— Этьенет, — сказал старший брат торжественно, кладя ему руки на плечи, — у меня для вас с мамой новость. Я еду в Святую Землю, в поход.
Этьен просиял. Он именно просиял, а не просто улыбнулся в ответ на братское сообщение. Солнце золотило его русые, волнистые, как у мамы, волосы, вообще в этот день было очень много солнца, и садик в майском золоте выглядел как уголок рая.
— Да? Правда? Уже сейчас?
— Ну, не совсем, — признался Ален, морща нос. — Сначала я еду за крестом к святому аббату Клервоскому, Бернару. Не для себя, конечно — для мессира Анри. А вот потом, когда вернусь — еду вместе с войском.

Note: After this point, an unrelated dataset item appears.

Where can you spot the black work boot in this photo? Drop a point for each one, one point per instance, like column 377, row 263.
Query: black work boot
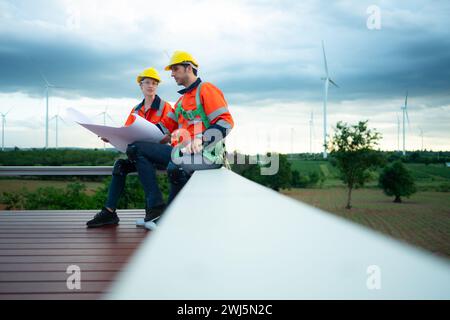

— Очень хорошо, — просто сказал братик, продолжая сиять. Вот за такие улыбки этого молчуна и впрямь можно было счесть маленьким святым. — Ален… А привези мне тогда немножко святой земли. Из Иерусалима. Ладно?
— Ладно, непременно, — обещал старший брат и взъерошил ему и без того всклокоченные волосы. — А ты тут что будешь делать… без меня? Грустить не вздумаешь?
— Нет, — будто удивленный, как такая глупость вообще могла прийти в голову, отвечал Этьен. Серые, честные его глаза смотрели прямо, слегка щурясь на свету. — Я не буду грустить. Я буду молиться.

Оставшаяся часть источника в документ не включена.